In the 2025, i.e., the 2024-25 school year, the most recent year for which financial figures are available, the district had a planned annual budget of $19,856,618 in revenues and $19,361,927 in expenditures.
In recent years, however, the district has had difficulty in meeting its financial goals.
The $19,856,618 it was scheduled to receive in the 2024-25 budget consisted of $14,399,934 in state-provided Local Control Funding Formula (LCFF) money, $2,412,844 is other state funds, $911,600 in local funds, and $2,132,240 is federal funds. While the revenue was consistent with the budget, expenditures were not kept in line with what was allotted for most of the district’s educational and other program.
In 2023-24, for example, the district had budgeted $3,009,517 in expenditures for high needs students, while actual expenditures for high needs students turned out to be $3,139,198. Over the years, this deficit spending was defrayed by movement of money out of the district’s reserves.
It appears that as of 2025-26, the district’s reserves are depleted.

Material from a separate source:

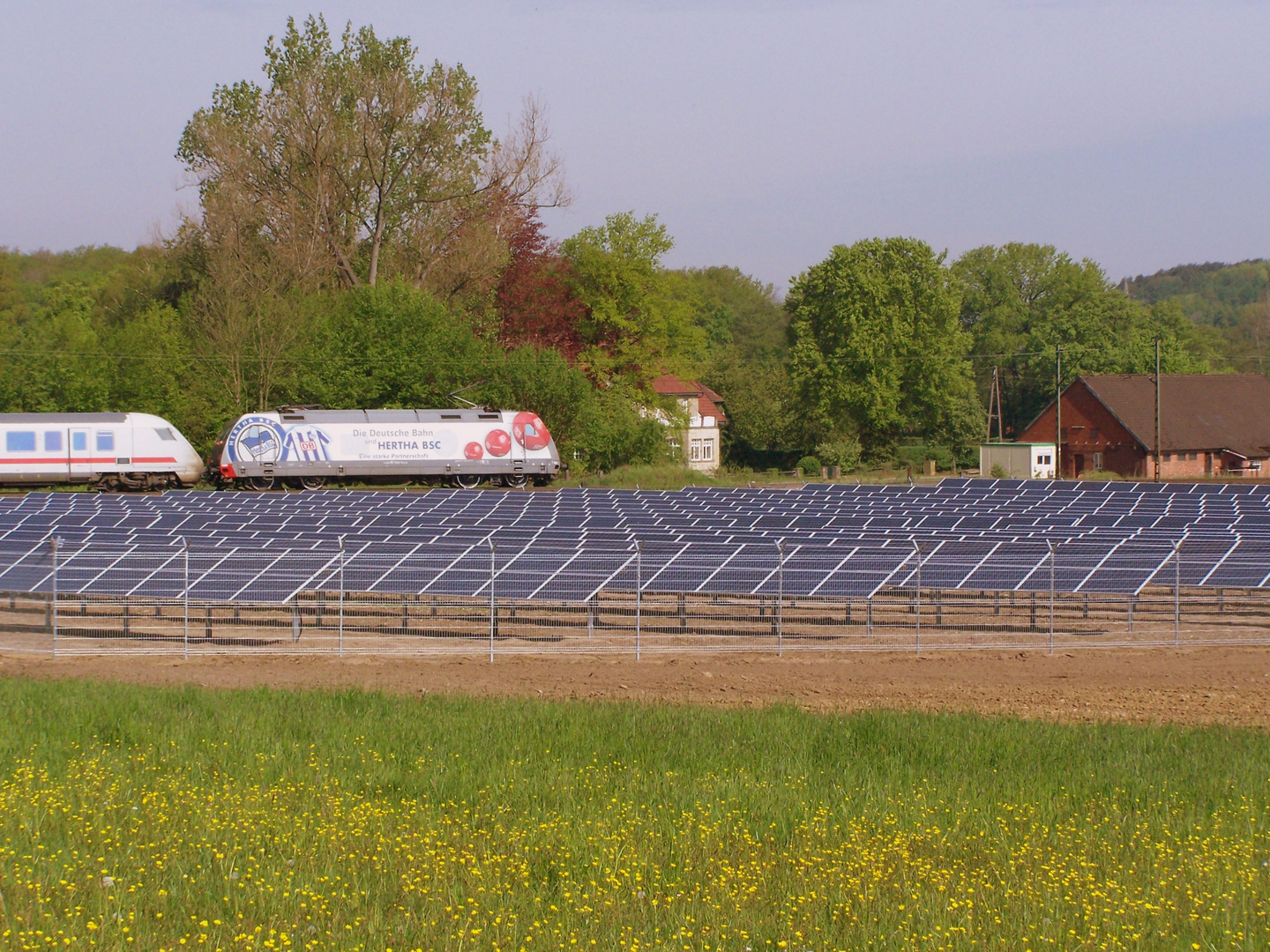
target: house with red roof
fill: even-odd
[[[1260,373],[1082,374],[1063,388],[1062,433],[1054,404],[1020,443],[1063,446],[1060,479],[1110,470],[1129,479],[1265,477],[1270,472],[1270,381]]]
[[[719,468],[723,451],[720,426],[728,420],[723,411],[723,397],[697,381],[682,381],[664,374],[653,381],[653,391],[674,397],[687,414],[688,425],[669,434],[671,446],[683,453],[690,468],[714,472]],[[664,423],[669,425],[669,419]]]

According to Mason, “Since that approval [the advance of the $1,274,347 in August], the district has experienced an additional and unanticipated financial shortfall due to the ongoing federal government shutdown. As a result, the district has not received expected federal Impact Aid payments, which are a critical source of operational funding. The district has submitted a request for an additional temporary transfer of funds in the amount of $751,417. The county auditor/treasurer and tax collector’s office considered multiple factors in evaluating the request, including the district’s revised cash flow projections, its deepest projected cash deficit, and anticipated property tax revenues. The requested temporary transfer of funds is intended to address temporary cash flow issues resulting from the delay in federal funding. In accordance with statutory guidelines, county auditor/treasurer and tax collector’s office recommends temporary transfers of funds in amounts that are the lesser of the district’s request, 85 percent of its anticipated property tax revenue, or 125 percent of its deepest projected cash deficit. Upon review, county auditor/treasurer and tax collector’s office finds that the district has demonstrated a continued reasonable need for temporary cash assistance and recommends approval of an additional temporary transfer of funds in the amount of $751,417. When combined with the previously approved $1,274,347, the total temporary transfer of funds amount available to the district for 2025-26 will be $2,025,764. The recommended amount remains within statutory limits and reflects approximately 84 percent of the district’s anticipated property tax revenue for 2025-26. The temporary transfer of funds will be made by increasing the existing ‘line-of-credit’ established for the district within the county’s financial management system. Temporary transfers of funds are repaid from property tax collections before these funds are used to satisfy any other district obligations. Repayment will begin with the first full property tax apportionment occurring after November 1, 2025, and must be completed no later than April 27, 2026.”